His ultimate goal, Kushner said, is to help develop drugs to prevent beta cell destruction or promote their growth, with minimal side effects. That drug may still be decades away.
But, he said, "we've learned a tremendous amount in the last 20 years. So I'm very hopeful."
The skinny on fatty acids
Scientists have long known that obesity and Type 2 diabetes often go hand-in-hand. But exactly how extra weight reduces the body's sensitivity to blood-sugar-regulating insulin remains unclear.
Temple endocrinologist Guenther Boden has spent the last 20 years trying to shed light on these mechanisms. "If you understand the process, you can pick a spot that's rate-controlling, and either inhibit it or speed it up," he said.
Much of Boden's work has focused on the role of fatty acids in causing obese people to develop diabetes. Fatty acids, which can enter the bloodstream from body fat or from food, are important fuel for the body. Most obese people have high blood levels of fatty acids, and Boden's group showed that these acids promote insulin resistance, a condition that increases Type 2 diabetes risk.

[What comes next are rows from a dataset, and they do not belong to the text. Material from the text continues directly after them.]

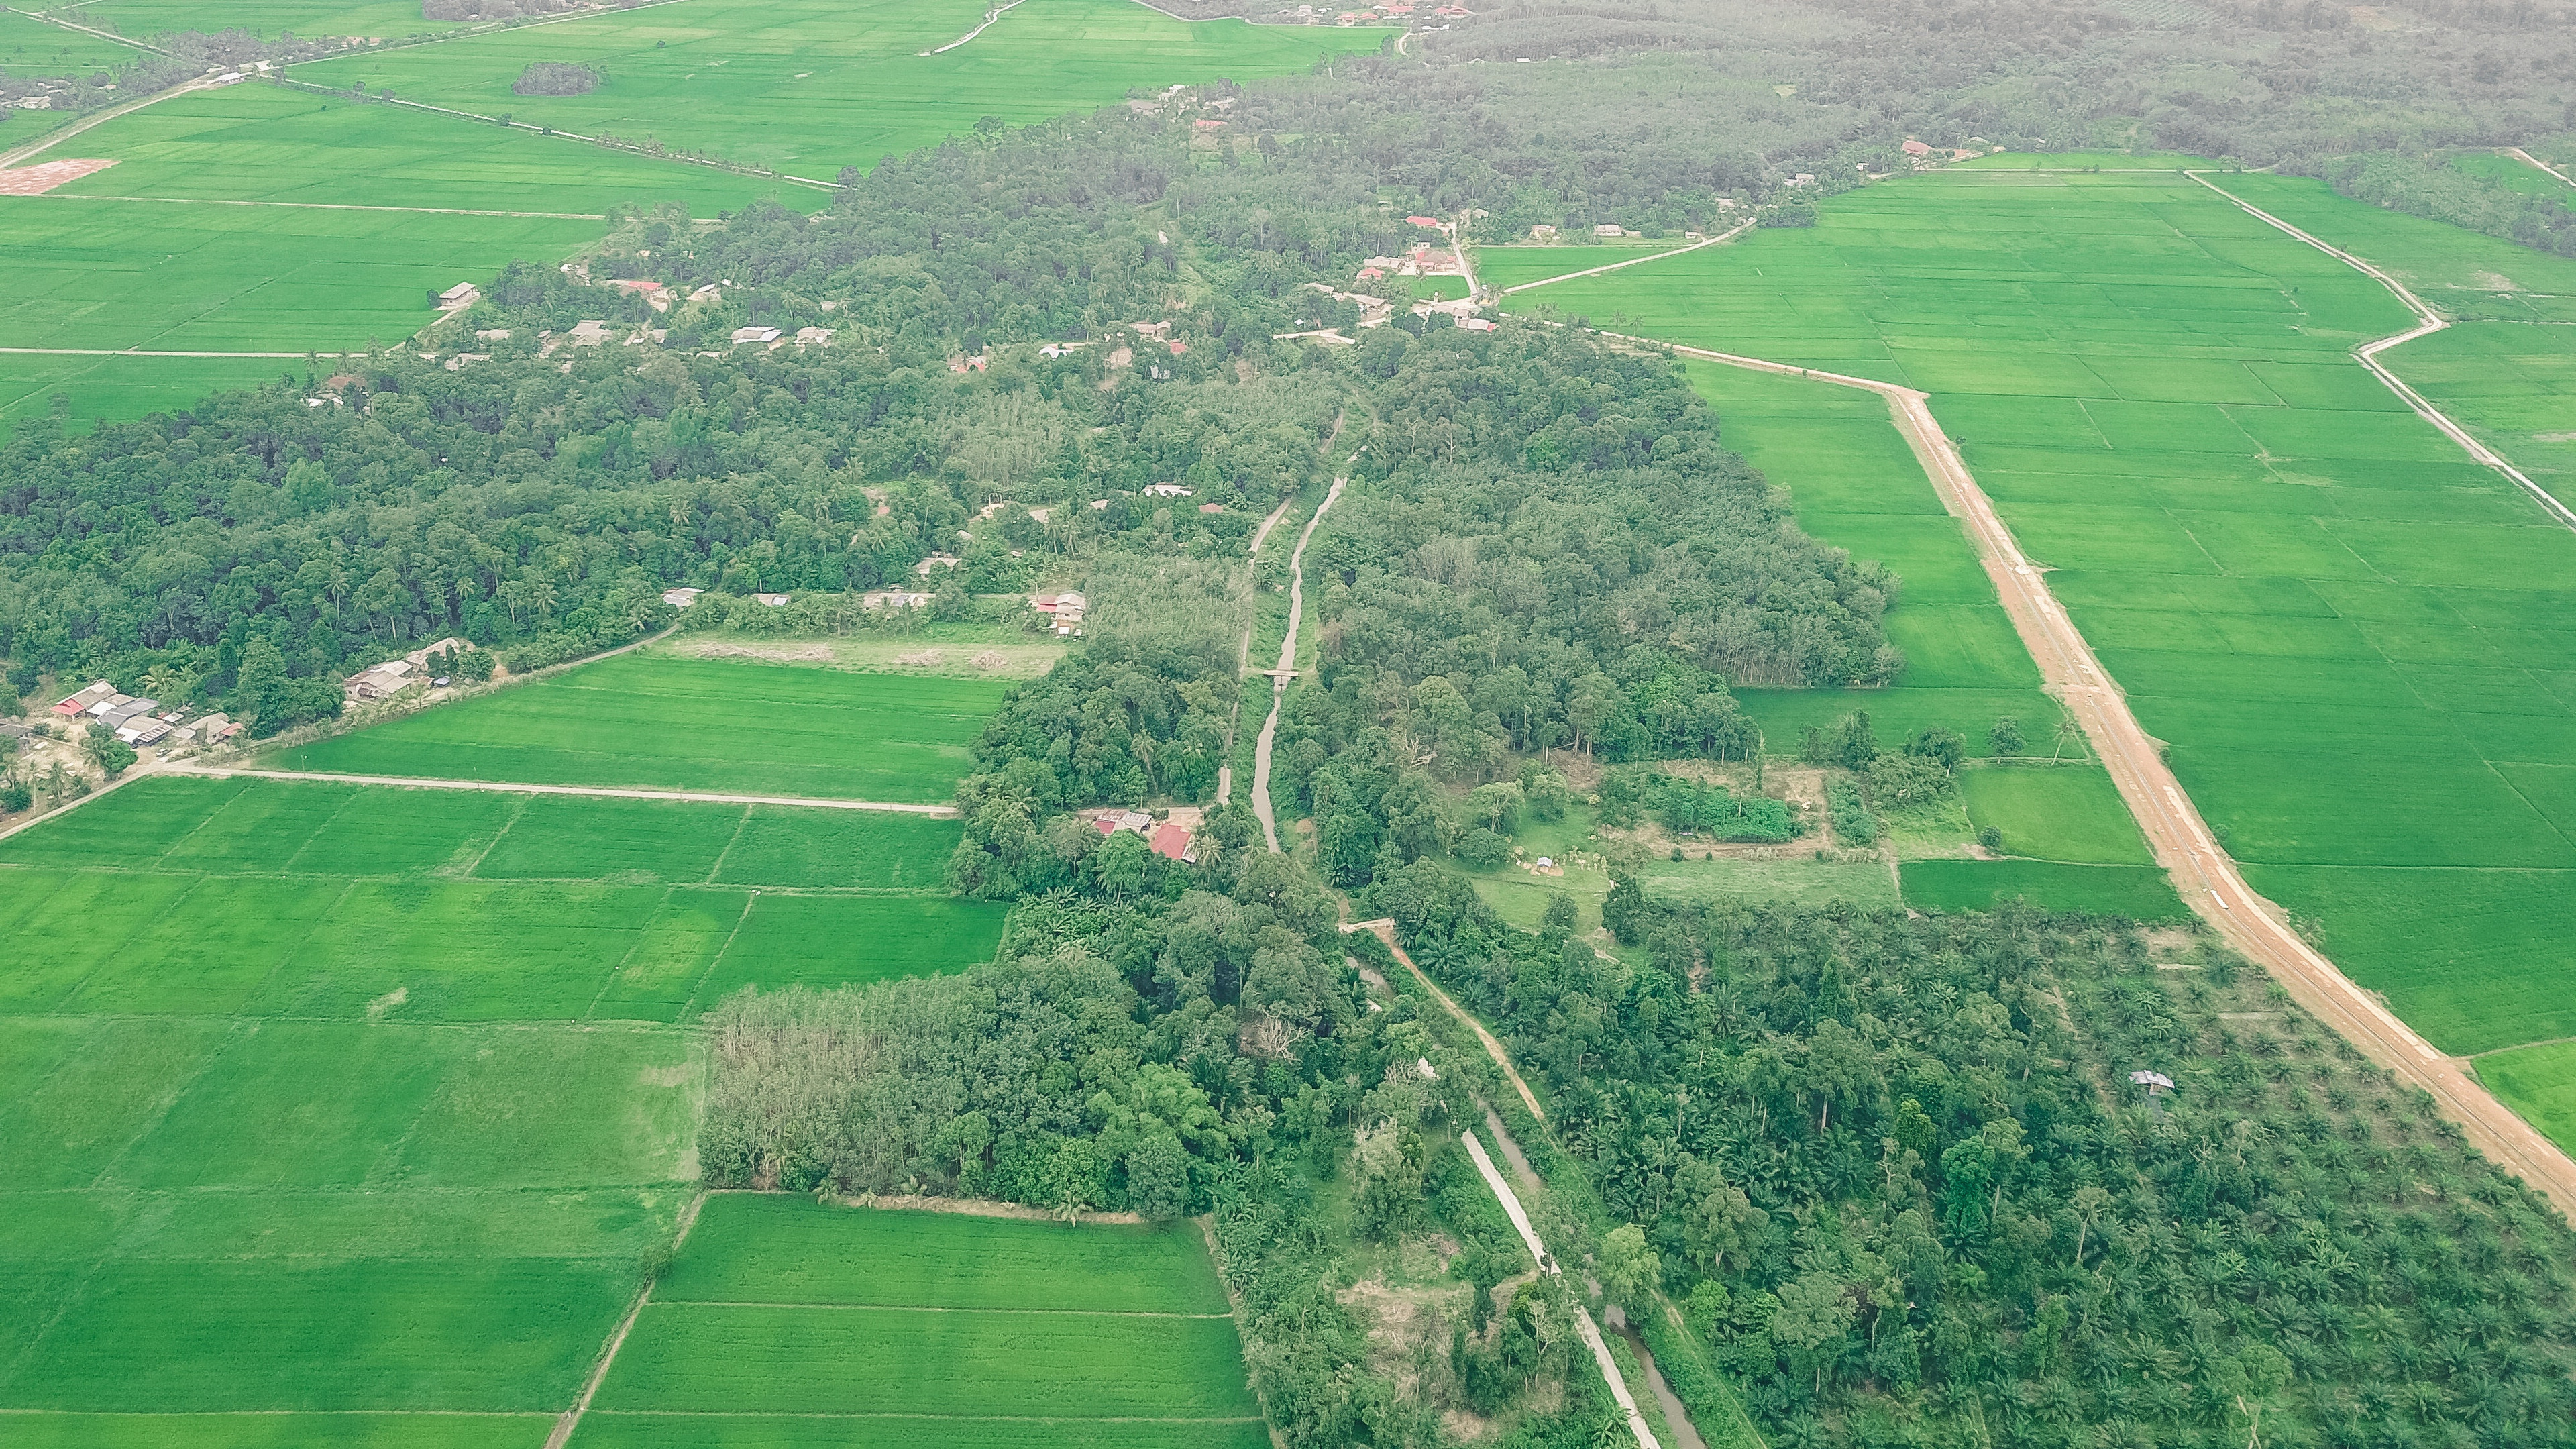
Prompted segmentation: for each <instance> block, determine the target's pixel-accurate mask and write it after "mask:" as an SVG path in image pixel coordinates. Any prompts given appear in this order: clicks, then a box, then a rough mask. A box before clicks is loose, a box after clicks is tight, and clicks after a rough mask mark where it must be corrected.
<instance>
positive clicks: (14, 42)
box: [0, 10, 144, 144]
mask: <svg viewBox="0 0 2576 1449" xmlns="http://www.w3.org/2000/svg"><path fill="white" fill-rule="evenodd" d="M82 23H88V26H90V28H103V26H98V21H82ZM142 54H144V52H142V49H137V46H129V44H118V41H111V39H106V36H90V34H82V31H75V28H70V26H49V23H44V21H39V18H33V15H21V13H18V10H0V75H18V77H31V75H77V77H90V75H98V72H113V70H118V67H126V64H134V62H137V59H142ZM21 139H23V137H10V144H15V142H21Z"/></svg>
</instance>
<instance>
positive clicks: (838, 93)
mask: <svg viewBox="0 0 2576 1449" xmlns="http://www.w3.org/2000/svg"><path fill="white" fill-rule="evenodd" d="M981 18H984V3H981V0H927V3H899V0H860V3H832V0H783V3H781V0H690V3H688V5H670V8H659V5H647V8H636V10H621V13H611V15H598V18H582V21H567V23H559V26H533V28H518V31H489V34H477V36H461V39H456V41H443V44H433V46H412V49H399V52H379V54H358V57H343V59H322V62H312V64H301V67H296V77H301V80H312V83H317V85H330V88H348V85H366V88H368V90H371V93H374V90H381V88H392V90H394V93H397V95H402V98H407V101H428V103H435V106H451V108H459V111H474V113H484V116H497V113H502V111H507V113H510V116H513V119H518V121H536V124H544V126H554V129H562V131H582V134H616V137H634V139H641V137H654V139H659V142H665V144H670V147H685V150H703V152H714V155H721V157H726V160H742V162H760V165H768V168H773V170H783V173H788V175H809V178H822V180H829V178H832V175H835V173H837V170H840V168H842V165H858V168H871V165H876V162H878V157H886V155H902V152H909V150H917V147H925V144H935V142H940V139H943V137H948V134H956V131H966V129H974V124H976V121H981V119H984V116H997V119H1002V121H1010V124H1030V121H1043V119H1051V116H1061V113H1066V111H1082V108H1090V106H1105V103H1113V101H1118V98H1121V95H1126V93H1128V88H1133V85H1146V88H1157V90H1159V88H1164V85H1172V83H1198V80H1213V77H1221V75H1224V77H1234V80H1252V77H1257V75H1291V72H1301V70H1306V67H1309V64H1314V62H1316V59H1321V57H1327V54H1347V52H1376V49H1378V46H1383V44H1386V34H1383V31H1347V28H1329V26H1327V28H1275V26H1247V23H1242V21H1198V23H1185V21H1172V18H1170V15H1162V13H1154V10H1146V8H1144V5H1131V3H1128V0H1028V3H1025V5H1020V8H1015V10H1010V13H1007V15H1002V18H999V21H994V26H992V28H989V31H984V34H981V36H976V39H974V41H969V44H963V46H958V49H951V52H945V54H920V52H930V49H938V46H945V44H951V41H956V39H958V36H963V34H966V31H971V28H974V26H976V23H981ZM541 59H549V62H574V64H590V67H595V70H603V72H605V75H608V80H605V83H603V85H600V88H598V90H592V93H587V95H513V93H510V83H513V80H518V75H520V70H523V67H528V62H541Z"/></svg>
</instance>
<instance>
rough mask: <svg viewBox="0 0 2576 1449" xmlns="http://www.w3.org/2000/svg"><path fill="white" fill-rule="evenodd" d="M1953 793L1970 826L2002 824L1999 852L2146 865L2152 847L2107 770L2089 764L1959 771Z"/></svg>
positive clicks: (1998, 829)
mask: <svg viewBox="0 0 2576 1449" xmlns="http://www.w3.org/2000/svg"><path fill="white" fill-rule="evenodd" d="M1958 792H1960V797H1963V799H1965V804H1968V820H1973V822H1976V825H1978V830H1986V828H1991V830H2002V835H2004V853H2009V856H2035V859H2043V861H2076V864H2094V866H2151V864H2156V859H2154V853H2148V848H2146V838H2143V835H2141V833H2138V822H2136V820H2133V817H2130V815H2128V802H2123V799H2120V786H2115V784H2112V781H2110V773H2105V771H2099V768H2092V766H2071V768H2069V766H1991V768H1981V771H1960V776H1958Z"/></svg>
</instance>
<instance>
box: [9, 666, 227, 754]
mask: <svg viewBox="0 0 2576 1449" xmlns="http://www.w3.org/2000/svg"><path fill="white" fill-rule="evenodd" d="M52 714H54V717H57V719H64V722H70V724H75V727H82V730H85V727H90V724H106V727H108V730H113V732H116V737H118V740H124V743H126V745H134V748H144V745H170V748H175V745H219V743H224V740H229V737H234V735H240V732H242V727H240V724H234V722H232V719H227V717H222V714H201V717H196V719H188V712H185V709H162V706H160V701H157V699H137V696H131V694H118V688H116V686H113V683H108V681H98V683H93V686H88V688H82V691H77V694H72V696H70V699H64V701H59V704H54V709H52Z"/></svg>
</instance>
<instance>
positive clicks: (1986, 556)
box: [1600, 188, 2576, 1212]
mask: <svg viewBox="0 0 2576 1449" xmlns="http://www.w3.org/2000/svg"><path fill="white" fill-rule="evenodd" d="M2213 191H2215V188H2213ZM2231 201H2233V199H2231ZM2391 286H2396V284H2391ZM1600 335H1602V338H1610V340H1618V343H1638V345H1654V348H1664V351H1672V353H1674V356H1687V358H1700V361H1716V364H1726V366H1741V369H1749V371H1767V374H1777V376H1806V379H1814V382H1832V384H1839V387H1857V389H1865V392H1875V394H1880V397H1886V400H1888V413H1891V415H1893V423H1896V428H1899V433H1904V438H1906V443H1909V446H1911V449H1914V459H1917V462H1919V464H1922V469H1924V474H1927V477H1929V480H1932V490H1935V492H1937V495H1940V500H1942V508H1947V511H1950V516H1953V518H1958V521H1960V523H1965V531H1968V536H1971V541H1973V544H1976V552H1978V559H1981V562H1984V565H1986V572H1989V578H1991V580H1994V585H1996V596H1999V601H2002V603H2004V614H2007V616H2009V619H2012V627H2014V632H2017V634H2020V637H2022V647H2025V650H2030V657H2032V663H2038V665H2040V678H2043V686H2045V688H2048V691H2050V694H2053V696H2058V701H2061V704H2063V706H2066V709H2069V714H2074V717H2076V722H2079V724H2081V727H2084V735H2087V740H2089V745H2092V750H2094V755H2099V758H2102V766H2105V768H2107V771H2110V776H2112V784H2115V786H2117V789H2120V799H2123V802H2125V804H2128V810H2130V815H2133V817H2136V820H2138V828H2141V833H2143V835H2146V841H2148V848H2151V851H2154V856H2156V864H2159V866H2164V869H2166V874H2172V877H2174V884H2177V892H2179V895H2182V900H2184V902H2187V905H2190V908H2192V913H2195V915H2200V918H2202V920H2205V923H2210V926H2213V928H2215V931H2218V936H2221V938H2223V941H2228V944H2231V946H2233V949H2236V951H2241V954H2244V957H2246V959H2251V962H2257V964H2262V967H2264V969H2267V972H2269V975H2272V980H2277V982H2282V987H2287V990H2290V995H2293V998H2295V1000H2298V1003H2300V1006H2303V1008H2308V1011H2311V1013H2316V1016H2318V1018H2321V1021H2326V1024H2329V1026H2331V1029H2334V1031H2339V1034H2342V1036H2344V1039H2347V1042H2352V1044H2354V1047H2360V1049H2362V1052H2367V1055H2370V1057H2372V1060H2375V1062H2380V1065H2383V1067H2388V1070H2393V1073H2396V1075H2401V1078H2406V1080H2411V1083H2414V1085H2419V1088H2424V1091H2427V1093H2429V1096H2432V1098H2434V1101H2437V1104H2439V1106H2442V1109H2445V1111H2447V1114H2450V1116H2452V1122H2458V1124H2460V1127H2463V1129H2465V1132H2468V1140H2470V1142H2473V1145H2476V1147H2478V1150H2481V1152H2486V1155H2488V1158H2494V1160H2496V1163H2499V1165H2504V1168H2506V1171H2512V1173H2519V1176H2522V1178H2524V1181H2527V1183H2530V1186H2532V1189H2535V1191H2540V1194H2548V1196H2550V1201H2555V1204H2558V1209H2561V1212H2576V1160H2571V1158H2568V1155H2566V1152H2563V1150H2561V1147H2558V1145H2555V1142H2550V1140H2548V1137H2545V1134H2540V1132H2537V1129H2535V1127H2532V1124H2530V1122H2524V1119H2522V1116H2519V1114H2514V1111H2512V1109H2506V1106H2504V1104H2501V1101H2496V1096H2494V1093H2488V1091H2486V1085H2483V1083H2478V1078H2476V1075H2473V1073H2470V1070H2468V1065H2465V1060H2458V1057H2445V1055H2442V1052H2437V1049H2434V1047H2432V1044H2429V1042H2427V1039H2424V1036H2419V1034H2416V1031H2414V1029H2411V1026H2406V1024H2403V1021H2398V1018H2396V1013H2391V1011H2388V1008H2385V1006H2383V1003H2380V998H2378V995H2375V993H2367V990H2362V987H2360V985H2357V982H2354V980H2352V977H2347V975H2344V972H2342V969H2339V967H2336V964H2334V962H2329V959H2326V957H2324V954H2321V951H2316V949H2313V946H2308V941H2306V938H2303V936H2298V931H2293V928H2290V926H2287V918H2285V913H2282V910H2280V905H2275V902H2269V900H2264V897H2262V895H2257V892H2254V887H2251V884H2246V879H2244V874H2241V871H2239V869H2236V861H2233V859H2231V856H2228V853H2226V851H2223V848H2221V846H2218V841H2215V838H2213V835H2210V828H2208V822H2205V820H2202V817H2200V810H2197V807H2195V804H2192V802H2190V797H2187V794H2184V792H2182V784H2179V779H2177V776H2174V771H2172V766H2166V763H2164V748H2161V743H2159V740H2154V737H2151V735H2148V732H2146V727H2143V724H2138V717H2136V714H2133V712H2130V706H2128V694H2125V691H2123V688H2120V686H2117V683H2112V678H2110V676H2107V673H2105V670H2102V668H2099V663H2097V660H2094V652H2092V645H2089V642H2087V639H2084V634H2081V632H2079V629H2076V624H2074V619H2071V616H2069V614H2066V606H2063V603H2058V598H2056V593H2050V590H2048V583H2045V578H2043V570H2040V567H2038V565H2032V562H2030V559H2027V557H2025V554H2022V549H2020V544H2017V541H2014V536H2012V529H2007V526H2004V521H2002V516H1999V513H1996V511H1994V500H1991V498H1986V492H1984V487H1978V482H1976V474H1971V472H1968V462H1965V459H1963V456H1960V451H1958V446H1955V443H1953V441H1950V436H1947V433H1945V431H1942V425H1940V420H1937V418H1932V407H1929V394H1927V392H1917V389H1911V387H1899V384H1893V382H1875V379H1865V376H1847V374H1839V371H1816V369H1803V366H1795V364H1777V361H1767V358H1749V356H1739V353H1721V351H1710V348H1692V345H1677V343H1659V340H1654V338H1623V335H1618V333H1600ZM2187 882H2190V884H2192V887H2195V890H2179V887H2184V884H2187ZM2239 905H2241V910H2239Z"/></svg>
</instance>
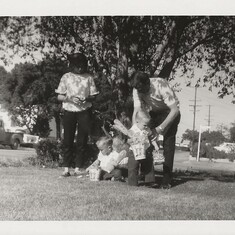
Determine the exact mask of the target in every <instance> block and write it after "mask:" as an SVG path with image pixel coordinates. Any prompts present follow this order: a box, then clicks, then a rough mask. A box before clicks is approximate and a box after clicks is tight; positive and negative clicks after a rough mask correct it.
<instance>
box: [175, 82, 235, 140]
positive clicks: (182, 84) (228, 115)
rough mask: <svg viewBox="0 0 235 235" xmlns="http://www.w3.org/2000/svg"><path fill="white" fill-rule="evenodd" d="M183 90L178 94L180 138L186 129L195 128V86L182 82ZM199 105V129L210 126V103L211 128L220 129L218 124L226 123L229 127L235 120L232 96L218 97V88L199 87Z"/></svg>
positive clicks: (198, 121) (196, 98)
mask: <svg viewBox="0 0 235 235" xmlns="http://www.w3.org/2000/svg"><path fill="white" fill-rule="evenodd" d="M181 89H182V90H181V91H180V92H177V93H176V95H177V97H178V98H179V101H180V111H181V122H180V124H179V126H178V133H177V139H178V140H179V139H180V138H181V136H182V134H183V133H184V132H185V130H186V129H190V130H192V129H193V118H194V115H193V106H190V105H194V101H193V100H195V87H187V86H186V85H185V84H184V83H182V84H181ZM196 100H197V103H196V105H198V107H197V108H196V110H198V111H197V112H196V116H195V129H196V130H197V131H199V128H200V125H201V126H208V119H209V105H210V106H211V107H210V126H211V130H212V131H215V130H218V129H217V126H218V125H220V126H221V125H224V126H227V127H228V128H230V127H231V123H232V122H233V123H234V122H235V104H232V97H231V96H227V97H224V98H223V99H221V98H218V96H217V90H216V89H215V88H213V89H212V92H211V91H209V90H208V88H207V87H199V88H198V89H197V98H196Z"/></svg>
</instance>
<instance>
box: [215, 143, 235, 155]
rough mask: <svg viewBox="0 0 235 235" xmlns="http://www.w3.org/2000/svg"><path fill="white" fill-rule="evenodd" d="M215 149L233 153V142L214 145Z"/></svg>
mask: <svg viewBox="0 0 235 235" xmlns="http://www.w3.org/2000/svg"><path fill="white" fill-rule="evenodd" d="M214 148H215V149H217V150H219V151H224V152H225V153H235V143H227V142H225V143H222V144H221V145H219V146H215V147H214Z"/></svg>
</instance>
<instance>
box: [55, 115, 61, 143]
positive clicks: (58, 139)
mask: <svg viewBox="0 0 235 235" xmlns="http://www.w3.org/2000/svg"><path fill="white" fill-rule="evenodd" d="M54 118H55V123H56V139H58V140H60V139H61V117H60V113H56V114H54Z"/></svg>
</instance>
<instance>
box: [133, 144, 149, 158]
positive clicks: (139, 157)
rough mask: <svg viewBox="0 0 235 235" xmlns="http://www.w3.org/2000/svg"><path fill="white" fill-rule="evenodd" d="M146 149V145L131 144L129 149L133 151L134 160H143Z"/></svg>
mask: <svg viewBox="0 0 235 235" xmlns="http://www.w3.org/2000/svg"><path fill="white" fill-rule="evenodd" d="M147 148H148V145H146V144H140V143H138V144H132V145H131V149H132V151H133V154H134V157H135V160H137V161H138V160H143V159H145V158H146V150H147Z"/></svg>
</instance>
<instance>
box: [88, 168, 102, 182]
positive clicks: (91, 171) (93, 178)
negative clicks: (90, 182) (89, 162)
mask: <svg viewBox="0 0 235 235" xmlns="http://www.w3.org/2000/svg"><path fill="white" fill-rule="evenodd" d="M100 174H101V169H97V168H91V169H90V170H89V178H90V181H99V180H100Z"/></svg>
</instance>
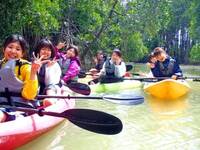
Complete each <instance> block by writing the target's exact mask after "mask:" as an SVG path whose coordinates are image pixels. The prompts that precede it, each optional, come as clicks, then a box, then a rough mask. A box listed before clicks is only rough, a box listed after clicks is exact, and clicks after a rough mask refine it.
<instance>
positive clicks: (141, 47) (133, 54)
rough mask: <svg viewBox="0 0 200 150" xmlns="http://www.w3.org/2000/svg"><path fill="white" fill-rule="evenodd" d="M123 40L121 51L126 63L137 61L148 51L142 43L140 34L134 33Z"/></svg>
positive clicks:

Recently, Boden has focused on the endoplasmic reticulum, a network of membranes in each cell that folds proteins. It works like a car plant inspector, Boden said, identifying the faulty units and fixing them or taking them off line.
When people eat too much, more proteins have to be folded to store that energy as fat. The assembly line speeds up, and more unfolded or poorly folded proteins - which can promote cancer in vitro - make it through.
But Boden remains skeptical about prospects for a "miracle pill" to replace a healthy diet. "Eating less works like a charm to get rid of these problems," he said.